Jeff sorry for your lose, as you said thankful for a short illness. 

Mike


----------



## mpmopc (Dec 10, 2013)

Sorry Jeff for your Mitten's passing


----------



## OKLAHOMAN (Dec 10, 2013)

Jeff, my sympathies, I lost my helper a few weeks ago after 14 years but I know you as I have treasured every day with our friends.


----------



## longbeard (Dec 10, 2013)

Sorry for your loss Jeff, they are truely family with uncoditional love and forgiveness


----------



## CaptG (Dec 10, 2013)

So sorry for your loss.   I know just how attached you can get.


----------



## 76winger (Dec 10, 2013)

Jeff, I certainly feel your loss. 

My last cat was certainly a very close companion for me and we enjoyed 19 years together. His replacement (who mysteriously showed up as a stray kitten about a month later) is very much the same coloring (all black with white spot on chest) and been with me a little over 12 years now. He always wants out in the shop when I go out there, and last weekend while I was down with a cold spent 50-60 hours on my lap while I rested and recovered in the Lazy Boy. 

Not all cats are so close of companions, but when you have one that is, there's sure an empty place your heart when they're gone. 

God Bless.


----------



## TimS124 (Dec 10, 2013)

My condolences on the passing of your friend.


----------



## lorbay (Dec 10, 2013)

Sorry to hear this Jeff, I know the felling.
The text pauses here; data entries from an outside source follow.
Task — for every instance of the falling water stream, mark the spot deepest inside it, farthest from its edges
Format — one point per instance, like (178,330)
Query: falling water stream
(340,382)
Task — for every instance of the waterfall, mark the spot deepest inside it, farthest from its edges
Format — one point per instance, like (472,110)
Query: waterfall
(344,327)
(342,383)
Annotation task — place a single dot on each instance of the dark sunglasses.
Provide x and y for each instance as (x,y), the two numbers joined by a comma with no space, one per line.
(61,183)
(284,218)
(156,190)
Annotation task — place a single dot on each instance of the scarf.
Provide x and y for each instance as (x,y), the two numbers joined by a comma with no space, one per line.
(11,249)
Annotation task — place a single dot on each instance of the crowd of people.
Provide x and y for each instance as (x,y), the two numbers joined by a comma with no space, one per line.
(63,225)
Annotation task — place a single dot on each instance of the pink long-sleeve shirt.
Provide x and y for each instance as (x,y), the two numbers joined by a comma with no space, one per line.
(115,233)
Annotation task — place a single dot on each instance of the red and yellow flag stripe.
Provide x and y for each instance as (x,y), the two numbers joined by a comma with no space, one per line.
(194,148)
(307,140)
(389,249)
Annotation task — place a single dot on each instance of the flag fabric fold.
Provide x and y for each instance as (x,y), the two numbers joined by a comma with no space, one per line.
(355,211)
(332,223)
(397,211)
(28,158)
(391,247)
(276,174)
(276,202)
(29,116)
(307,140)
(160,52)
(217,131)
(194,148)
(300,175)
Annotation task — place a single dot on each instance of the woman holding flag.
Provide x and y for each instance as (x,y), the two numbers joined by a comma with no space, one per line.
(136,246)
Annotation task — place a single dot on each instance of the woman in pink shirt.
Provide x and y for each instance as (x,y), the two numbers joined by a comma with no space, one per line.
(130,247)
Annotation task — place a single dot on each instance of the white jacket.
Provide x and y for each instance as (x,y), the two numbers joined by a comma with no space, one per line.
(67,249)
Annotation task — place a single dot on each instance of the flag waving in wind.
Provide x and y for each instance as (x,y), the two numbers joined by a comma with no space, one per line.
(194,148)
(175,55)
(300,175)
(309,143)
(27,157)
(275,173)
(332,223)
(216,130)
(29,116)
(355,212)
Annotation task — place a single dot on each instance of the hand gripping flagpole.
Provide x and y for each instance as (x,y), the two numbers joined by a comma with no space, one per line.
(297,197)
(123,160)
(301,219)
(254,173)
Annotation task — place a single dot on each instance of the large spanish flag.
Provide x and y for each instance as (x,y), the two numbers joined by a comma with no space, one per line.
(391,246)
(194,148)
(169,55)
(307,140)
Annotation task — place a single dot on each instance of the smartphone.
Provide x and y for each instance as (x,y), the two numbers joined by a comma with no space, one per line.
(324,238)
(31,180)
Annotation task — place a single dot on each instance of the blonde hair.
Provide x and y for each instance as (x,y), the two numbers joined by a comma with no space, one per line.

Been there a few times and will be again sometime.
Lin


----------



## SteveG (Dec 10, 2013)

Jeff, our close pets bring so much into our lives over the years, each in their own, individual way. They weave their way into our heart, and we suffer a great loss at their passing. I empathize with you at this time, your having had to say goodbye to Mitten today. I am very sorry for your loss. Hopefully you can ease that loss by reflecting on fond memories and times with Mitten.


----------



## brookswife803 (Dec 10, 2013)

Jeff, I am so so sorry. We have these wonderful friends for such a short time but God packed a lifetime of love in each one. Hug your furkids often and be thankful for each day we get to love them. It sounds like you gave him an amazing life and he rewarded you with his love and friendship.


----------



## rej19 (Dec 10, 2013)

I've got to say I teared up reading this. I've been there a couple of times with dogs and will again soon with another. It's tough but they've had a great life.


----------



## Cmiles1985 (Dec 10, 2013)

I am truly sorry for your loss. A good pet is a blessing, and you know that God brings one like Mitten into your life for a reason.


----------



## PR_Princess (Dec 10, 2013)

I am a believer in that sometimes, if we are very lucky, there are little angels who by happenstance or choice come into our lives. And for a short time, both lives become blessed. 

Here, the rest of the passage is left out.